Need a new tile blade. Who makes the best. I usually just use Dewalts but I want to upgrade


----------



## The Coastal Craftsman (Jun 29, 2009)

jason72081 said:


> Need a new tile blade. Who makes the best. I usually just use Dewalts but I want to upgrade


 I bought the razor T3 and it blows the dewalt away. Very nice blade.


----------



## nhill2090 (Dec 11, 2010)

anything will be better than the dewalt. i take them off as soon as i buy a saw.

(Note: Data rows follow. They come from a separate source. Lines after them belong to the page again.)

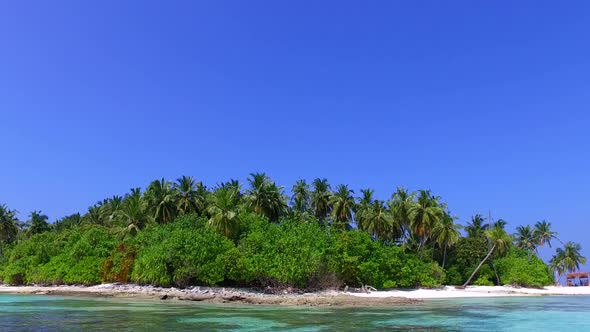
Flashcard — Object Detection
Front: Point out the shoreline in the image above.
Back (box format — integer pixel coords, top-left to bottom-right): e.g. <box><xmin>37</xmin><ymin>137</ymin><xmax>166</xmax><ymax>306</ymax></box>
<box><xmin>0</xmin><ymin>284</ymin><xmax>590</xmax><ymax>307</ymax></box>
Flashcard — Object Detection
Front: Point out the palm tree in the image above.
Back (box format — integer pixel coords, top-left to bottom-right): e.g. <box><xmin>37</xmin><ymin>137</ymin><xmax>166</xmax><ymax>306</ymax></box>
<box><xmin>82</xmin><ymin>205</ymin><xmax>105</xmax><ymax>225</ymax></box>
<box><xmin>492</xmin><ymin>218</ymin><xmax>508</xmax><ymax>229</ymax></box>
<box><xmin>27</xmin><ymin>211</ymin><xmax>51</xmax><ymax>236</ymax></box>
<box><xmin>246</xmin><ymin>173</ymin><xmax>288</xmax><ymax>222</ymax></box>
<box><xmin>119</xmin><ymin>192</ymin><xmax>152</xmax><ymax>238</ymax></box>
<box><xmin>533</xmin><ymin>220</ymin><xmax>559</xmax><ymax>247</ymax></box>
<box><xmin>409</xmin><ymin>190</ymin><xmax>444</xmax><ymax>257</ymax></box>
<box><xmin>549</xmin><ymin>241</ymin><xmax>587</xmax><ymax>283</ymax></box>
<box><xmin>53</xmin><ymin>213</ymin><xmax>82</xmax><ymax>232</ymax></box>
<box><xmin>311</xmin><ymin>178</ymin><xmax>332</xmax><ymax>223</ymax></box>
<box><xmin>432</xmin><ymin>212</ymin><xmax>461</xmax><ymax>269</ymax></box>
<box><xmin>549</xmin><ymin>252</ymin><xmax>566</xmax><ymax>285</ymax></box>
<box><xmin>207</xmin><ymin>186</ymin><xmax>240</xmax><ymax>239</ymax></box>
<box><xmin>514</xmin><ymin>225</ymin><xmax>537</xmax><ymax>258</ymax></box>
<box><xmin>291</xmin><ymin>180</ymin><xmax>311</xmax><ymax>214</ymax></box>
<box><xmin>354</xmin><ymin>189</ymin><xmax>375</xmax><ymax>231</ymax></box>
<box><xmin>0</xmin><ymin>204</ymin><xmax>18</xmax><ymax>250</ymax></box>
<box><xmin>465</xmin><ymin>214</ymin><xmax>490</xmax><ymax>237</ymax></box>
<box><xmin>174</xmin><ymin>175</ymin><xmax>201</xmax><ymax>215</ymax></box>
<box><xmin>460</xmin><ymin>227</ymin><xmax>511</xmax><ymax>288</ymax></box>
<box><xmin>363</xmin><ymin>200</ymin><xmax>401</xmax><ymax>241</ymax></box>
<box><xmin>388</xmin><ymin>187</ymin><xmax>416</xmax><ymax>238</ymax></box>
<box><xmin>329</xmin><ymin>184</ymin><xmax>356</xmax><ymax>229</ymax></box>
<box><xmin>145</xmin><ymin>178</ymin><xmax>178</xmax><ymax>224</ymax></box>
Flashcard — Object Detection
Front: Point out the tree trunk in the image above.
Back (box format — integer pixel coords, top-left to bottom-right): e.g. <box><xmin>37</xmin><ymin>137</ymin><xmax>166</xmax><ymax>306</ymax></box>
<box><xmin>491</xmin><ymin>260</ymin><xmax>502</xmax><ymax>286</ymax></box>
<box><xmin>461</xmin><ymin>243</ymin><xmax>496</xmax><ymax>288</ymax></box>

i was using the t3 razor, until switching to a green Pearl blade with the thicker core and a non traditional diamond design that reduces chipping. blows the T3 out of the water


----------



## TNTRenovate (Aug 19, 2010)

Been looking for a new blade. Was going to pick up the T3, but I am up for other suggestions.


----------



## PrecisionFloors (Jan 24, 2006)

nhill2090 said:


> anything will be better than the dewalt. i take them off as soon as i buy a saw.
> 
> i was using the t3 razor, until switching to a green Pearl blade with the thicker core and a non traditional diamond design that reduces chipping. blows the T3 out of the water


This the blade you're taking about?

http://www.contractorsdirect.com/Co...iamond-Blades/Pearl-DTL10HPXL-Porcelain-Blade

I'm a huge fan of the T3 so that's impressive. How much experience do you have with the T3? (Not doubting you just curious.)


----------



## nhill2090 (Dec 11, 2010)

PrecisionFloors said:


> This the blade you're taking about?
> 
> http://www.contractorsdirect.com/Co...iamond-Blades/Pearl-DTL10HPXL-Porcelain-Blade
> 
> I'm a huge fan of the T3 so that's impressive. How much experience do you have with the T3? (Not doubting you just curious.)

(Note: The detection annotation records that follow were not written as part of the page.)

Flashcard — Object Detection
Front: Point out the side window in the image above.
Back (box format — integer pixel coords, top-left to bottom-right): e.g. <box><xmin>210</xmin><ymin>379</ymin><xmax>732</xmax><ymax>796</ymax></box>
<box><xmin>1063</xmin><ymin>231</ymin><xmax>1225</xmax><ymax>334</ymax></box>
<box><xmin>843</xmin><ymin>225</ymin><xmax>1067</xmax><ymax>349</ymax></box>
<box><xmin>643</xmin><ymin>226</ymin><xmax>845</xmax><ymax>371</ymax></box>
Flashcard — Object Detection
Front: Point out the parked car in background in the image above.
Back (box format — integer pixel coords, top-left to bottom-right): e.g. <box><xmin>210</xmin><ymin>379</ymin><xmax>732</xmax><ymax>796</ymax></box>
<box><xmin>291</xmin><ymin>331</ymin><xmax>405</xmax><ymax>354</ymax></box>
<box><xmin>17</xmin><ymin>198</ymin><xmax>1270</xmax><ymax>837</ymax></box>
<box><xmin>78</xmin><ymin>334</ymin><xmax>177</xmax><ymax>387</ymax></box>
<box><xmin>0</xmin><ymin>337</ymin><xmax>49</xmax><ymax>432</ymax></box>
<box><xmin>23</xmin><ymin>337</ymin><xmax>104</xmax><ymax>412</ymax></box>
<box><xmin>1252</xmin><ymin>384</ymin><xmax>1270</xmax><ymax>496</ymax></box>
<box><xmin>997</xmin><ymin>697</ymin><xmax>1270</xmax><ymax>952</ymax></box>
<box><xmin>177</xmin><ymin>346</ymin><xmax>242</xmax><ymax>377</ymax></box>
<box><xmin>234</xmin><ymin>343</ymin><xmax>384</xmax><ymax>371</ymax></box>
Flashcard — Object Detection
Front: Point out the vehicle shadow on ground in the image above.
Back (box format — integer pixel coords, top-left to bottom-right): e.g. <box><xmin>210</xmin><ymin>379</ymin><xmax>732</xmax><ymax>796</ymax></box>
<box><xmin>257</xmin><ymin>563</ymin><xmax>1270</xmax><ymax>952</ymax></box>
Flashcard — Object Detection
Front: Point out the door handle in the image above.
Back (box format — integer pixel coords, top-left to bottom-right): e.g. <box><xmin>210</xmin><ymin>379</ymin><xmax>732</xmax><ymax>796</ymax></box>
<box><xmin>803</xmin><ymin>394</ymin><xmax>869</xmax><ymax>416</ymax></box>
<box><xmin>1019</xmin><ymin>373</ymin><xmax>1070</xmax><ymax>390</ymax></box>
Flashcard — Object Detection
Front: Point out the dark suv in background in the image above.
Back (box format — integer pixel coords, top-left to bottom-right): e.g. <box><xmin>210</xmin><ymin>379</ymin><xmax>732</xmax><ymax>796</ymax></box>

No let me see if i can find it. My supplier picked it up and on a chance i said i would try it. Cheaper than the t3, locally available for me and IMO a better chip free cut.

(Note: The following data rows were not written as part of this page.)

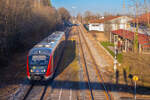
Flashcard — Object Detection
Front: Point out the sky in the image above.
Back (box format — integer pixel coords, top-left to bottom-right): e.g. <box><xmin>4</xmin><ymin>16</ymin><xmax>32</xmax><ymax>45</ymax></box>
<box><xmin>51</xmin><ymin>0</ymin><xmax>145</xmax><ymax>15</ymax></box>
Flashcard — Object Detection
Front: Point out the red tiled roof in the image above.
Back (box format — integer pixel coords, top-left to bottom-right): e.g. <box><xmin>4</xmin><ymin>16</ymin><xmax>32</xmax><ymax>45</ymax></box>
<box><xmin>112</xmin><ymin>29</ymin><xmax>150</xmax><ymax>48</ymax></box>
<box><xmin>131</xmin><ymin>12</ymin><xmax>150</xmax><ymax>23</ymax></box>
<box><xmin>89</xmin><ymin>16</ymin><xmax>120</xmax><ymax>23</ymax></box>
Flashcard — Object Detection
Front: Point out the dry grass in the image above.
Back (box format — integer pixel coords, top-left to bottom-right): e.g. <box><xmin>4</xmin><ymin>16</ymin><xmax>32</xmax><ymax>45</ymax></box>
<box><xmin>121</xmin><ymin>53</ymin><xmax>150</xmax><ymax>86</ymax></box>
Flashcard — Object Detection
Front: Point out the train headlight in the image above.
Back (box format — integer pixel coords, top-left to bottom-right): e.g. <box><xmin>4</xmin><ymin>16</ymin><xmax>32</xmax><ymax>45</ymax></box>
<box><xmin>43</xmin><ymin>69</ymin><xmax>45</xmax><ymax>72</ymax></box>
<box><xmin>30</xmin><ymin>69</ymin><xmax>33</xmax><ymax>73</ymax></box>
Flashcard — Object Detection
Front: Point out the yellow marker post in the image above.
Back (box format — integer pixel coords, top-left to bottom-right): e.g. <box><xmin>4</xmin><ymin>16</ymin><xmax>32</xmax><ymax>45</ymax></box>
<box><xmin>133</xmin><ymin>76</ymin><xmax>139</xmax><ymax>100</ymax></box>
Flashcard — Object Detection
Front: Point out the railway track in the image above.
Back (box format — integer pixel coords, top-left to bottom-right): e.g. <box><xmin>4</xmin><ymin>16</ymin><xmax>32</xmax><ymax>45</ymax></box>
<box><xmin>77</xmin><ymin>26</ymin><xmax>111</xmax><ymax>100</ymax></box>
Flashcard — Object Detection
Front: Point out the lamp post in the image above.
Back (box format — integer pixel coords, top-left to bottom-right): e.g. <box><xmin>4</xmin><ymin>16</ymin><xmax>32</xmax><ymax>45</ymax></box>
<box><xmin>71</xmin><ymin>6</ymin><xmax>77</xmax><ymax>24</ymax></box>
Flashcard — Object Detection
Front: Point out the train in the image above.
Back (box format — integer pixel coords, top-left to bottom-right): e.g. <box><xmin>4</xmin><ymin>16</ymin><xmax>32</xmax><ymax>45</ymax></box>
<box><xmin>26</xmin><ymin>31</ymin><xmax>66</xmax><ymax>80</ymax></box>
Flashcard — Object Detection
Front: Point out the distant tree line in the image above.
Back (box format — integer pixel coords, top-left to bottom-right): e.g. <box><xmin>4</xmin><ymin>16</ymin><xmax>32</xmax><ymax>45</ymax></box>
<box><xmin>0</xmin><ymin>0</ymin><xmax>70</xmax><ymax>65</ymax></box>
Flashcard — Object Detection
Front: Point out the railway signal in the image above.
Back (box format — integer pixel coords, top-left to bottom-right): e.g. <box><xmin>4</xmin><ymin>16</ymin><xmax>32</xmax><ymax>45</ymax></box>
<box><xmin>133</xmin><ymin>76</ymin><xmax>139</xmax><ymax>100</ymax></box>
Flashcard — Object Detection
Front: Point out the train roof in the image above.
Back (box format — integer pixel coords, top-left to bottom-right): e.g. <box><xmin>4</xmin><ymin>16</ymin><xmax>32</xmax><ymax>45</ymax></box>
<box><xmin>29</xmin><ymin>31</ymin><xmax>64</xmax><ymax>55</ymax></box>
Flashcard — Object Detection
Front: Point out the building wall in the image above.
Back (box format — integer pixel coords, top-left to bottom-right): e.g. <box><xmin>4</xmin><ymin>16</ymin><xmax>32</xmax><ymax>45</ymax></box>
<box><xmin>104</xmin><ymin>16</ymin><xmax>132</xmax><ymax>40</ymax></box>
<box><xmin>89</xmin><ymin>23</ymin><xmax>104</xmax><ymax>31</ymax></box>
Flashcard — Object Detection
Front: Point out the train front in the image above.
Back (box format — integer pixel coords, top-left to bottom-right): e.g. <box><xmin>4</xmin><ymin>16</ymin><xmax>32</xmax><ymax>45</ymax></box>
<box><xmin>27</xmin><ymin>48</ymin><xmax>52</xmax><ymax>80</ymax></box>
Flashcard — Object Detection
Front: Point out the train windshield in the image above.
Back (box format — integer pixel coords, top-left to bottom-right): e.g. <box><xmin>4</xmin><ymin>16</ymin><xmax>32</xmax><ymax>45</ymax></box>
<box><xmin>29</xmin><ymin>55</ymin><xmax>49</xmax><ymax>66</ymax></box>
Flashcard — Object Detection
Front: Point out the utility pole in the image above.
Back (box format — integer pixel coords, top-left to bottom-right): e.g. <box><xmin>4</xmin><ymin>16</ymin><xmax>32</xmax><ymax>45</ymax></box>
<box><xmin>134</xmin><ymin>0</ymin><xmax>139</xmax><ymax>53</ymax></box>
<box><xmin>144</xmin><ymin>0</ymin><xmax>150</xmax><ymax>26</ymax></box>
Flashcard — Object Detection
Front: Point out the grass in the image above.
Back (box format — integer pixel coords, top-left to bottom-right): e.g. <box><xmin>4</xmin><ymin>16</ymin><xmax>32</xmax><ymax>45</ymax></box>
<box><xmin>83</xmin><ymin>24</ymin><xmax>89</xmax><ymax>31</ymax></box>
<box><xmin>100</xmin><ymin>42</ymin><xmax>123</xmax><ymax>63</ymax></box>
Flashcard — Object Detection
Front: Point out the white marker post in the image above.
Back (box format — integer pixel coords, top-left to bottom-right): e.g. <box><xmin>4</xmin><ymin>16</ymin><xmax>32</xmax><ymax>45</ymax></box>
<box><xmin>133</xmin><ymin>76</ymin><xmax>139</xmax><ymax>100</ymax></box>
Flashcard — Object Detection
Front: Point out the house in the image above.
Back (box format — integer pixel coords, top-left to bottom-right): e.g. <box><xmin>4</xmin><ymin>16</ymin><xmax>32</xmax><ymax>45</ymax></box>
<box><xmin>129</xmin><ymin>13</ymin><xmax>150</xmax><ymax>35</ymax></box>
<box><xmin>88</xmin><ymin>16</ymin><xmax>132</xmax><ymax>31</ymax></box>
<box><xmin>110</xmin><ymin>29</ymin><xmax>150</xmax><ymax>52</ymax></box>
<box><xmin>88</xmin><ymin>18</ymin><xmax>104</xmax><ymax>31</ymax></box>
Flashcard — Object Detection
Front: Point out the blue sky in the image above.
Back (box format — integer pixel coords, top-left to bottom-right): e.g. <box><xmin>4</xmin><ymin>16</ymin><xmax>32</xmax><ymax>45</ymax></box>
<box><xmin>51</xmin><ymin>0</ymin><xmax>144</xmax><ymax>14</ymax></box>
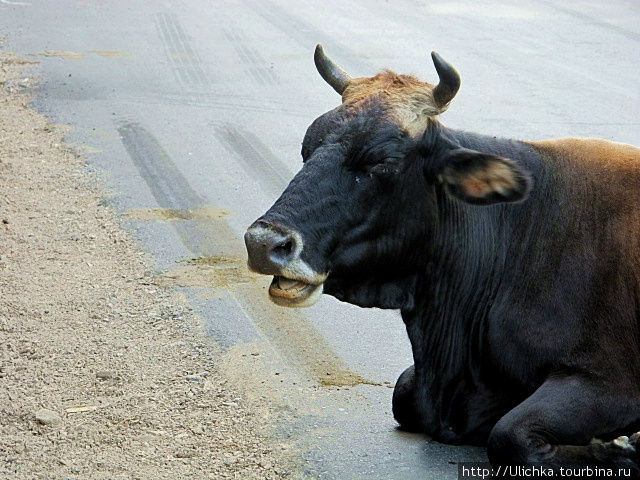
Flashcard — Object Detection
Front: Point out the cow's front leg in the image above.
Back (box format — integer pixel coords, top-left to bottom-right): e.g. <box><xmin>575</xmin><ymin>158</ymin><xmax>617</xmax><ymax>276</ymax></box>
<box><xmin>487</xmin><ymin>376</ymin><xmax>640</xmax><ymax>478</ymax></box>
<box><xmin>392</xmin><ymin>365</ymin><xmax>424</xmax><ymax>432</ymax></box>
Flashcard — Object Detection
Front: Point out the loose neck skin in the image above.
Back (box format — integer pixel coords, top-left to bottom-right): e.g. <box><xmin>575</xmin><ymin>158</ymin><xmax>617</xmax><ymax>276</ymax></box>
<box><xmin>402</xmin><ymin>127</ymin><xmax>553</xmax><ymax>414</ymax></box>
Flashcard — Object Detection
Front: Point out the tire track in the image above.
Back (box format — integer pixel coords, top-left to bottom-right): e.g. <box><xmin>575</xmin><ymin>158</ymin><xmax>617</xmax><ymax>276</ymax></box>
<box><xmin>251</xmin><ymin>0</ymin><xmax>372</xmax><ymax>76</ymax></box>
<box><xmin>215</xmin><ymin>123</ymin><xmax>292</xmax><ymax>197</ymax></box>
<box><xmin>154</xmin><ymin>13</ymin><xmax>210</xmax><ymax>88</ymax></box>
<box><xmin>223</xmin><ymin>28</ymin><xmax>280</xmax><ymax>85</ymax></box>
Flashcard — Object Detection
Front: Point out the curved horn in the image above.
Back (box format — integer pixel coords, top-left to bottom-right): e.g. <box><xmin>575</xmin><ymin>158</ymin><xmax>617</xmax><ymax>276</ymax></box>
<box><xmin>431</xmin><ymin>52</ymin><xmax>460</xmax><ymax>111</ymax></box>
<box><xmin>313</xmin><ymin>44</ymin><xmax>351</xmax><ymax>95</ymax></box>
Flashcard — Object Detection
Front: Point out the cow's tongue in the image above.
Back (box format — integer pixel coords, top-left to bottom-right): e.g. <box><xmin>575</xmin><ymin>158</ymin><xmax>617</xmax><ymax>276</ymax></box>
<box><xmin>278</xmin><ymin>277</ymin><xmax>306</xmax><ymax>290</ymax></box>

I ran 3 t3's to the metal. that is one thing i liked about them, you can run them til they literally run no more


----------



## PrecisionFloors (Jan 24, 2006)

nhill2090 said:


> No let me see if i can find it. My supplier picked it up and on a chance i said i would try it. Cheaper than the t3, locally available for me and IMO a better chip free cut.
> 
> I ran 3 t3's to the metal. that is one thing i liked about them, you can run them til they literally run no more


Yep - you've used em lol. Yeah I'm real curious about that Pearl now..


----------



## nhill2090 (Dec 11, 2010)

http://www.pearlabrasive.com/Pages/ItemProfile_Detail.aspx?ItemProfileId=877400&ItemClassNo=246


This!!


----------



## nhill2090 (Dec 11, 2010)

I use them on my 4'' grinders too...just dont drop your grinder because the rim is thin and will bend. done it, rebent it, ran great :thumbup:


----------



## angus242 (Oct 20, 2007)

I'd say this is the best blade I've ever used. Unfortunately, it doesn't come in 8" so doesn't help me. 
http://tiletools.com/us/the-shield-thin-rimmed-turbo-blade/

I ran this 4" blade on a grinder and after cutting out maybe 1000 sq ft of bubbled epoxy coating over concrete, I ran it through porcelain with no chip outs. 

It's better than a Razor. Better than a Stealth.


----------



## cdkyle (Jul 12, 2009)

PrecisionFloors said:


> Yep - you've used em lol. Yeah I'm real curious about that Pearl now..


Pearl makes a good product. Not sure about their tile blades, but I've been using their 14" concrete blades for a while now. They out perform anything I've found. :thumbsup:


----------



## TNTRenovate (Aug 19, 2010)

angus242 said:


> I'd say this is the best blade I've ever used. Unfortunately, it doesn't come in 8" so doesn't help me.
> http://tiletools.com/us/the-shield-thin-rimmed-turbo-blade/
> 
> I ran this 4" blade on a grinder and after cutting out maybe 1000 sq ft of bubbled epoxy coating over concrete, I ran it through porcelain with no chip outs.
> ...


I'm in the same boat. Razor it is...


----------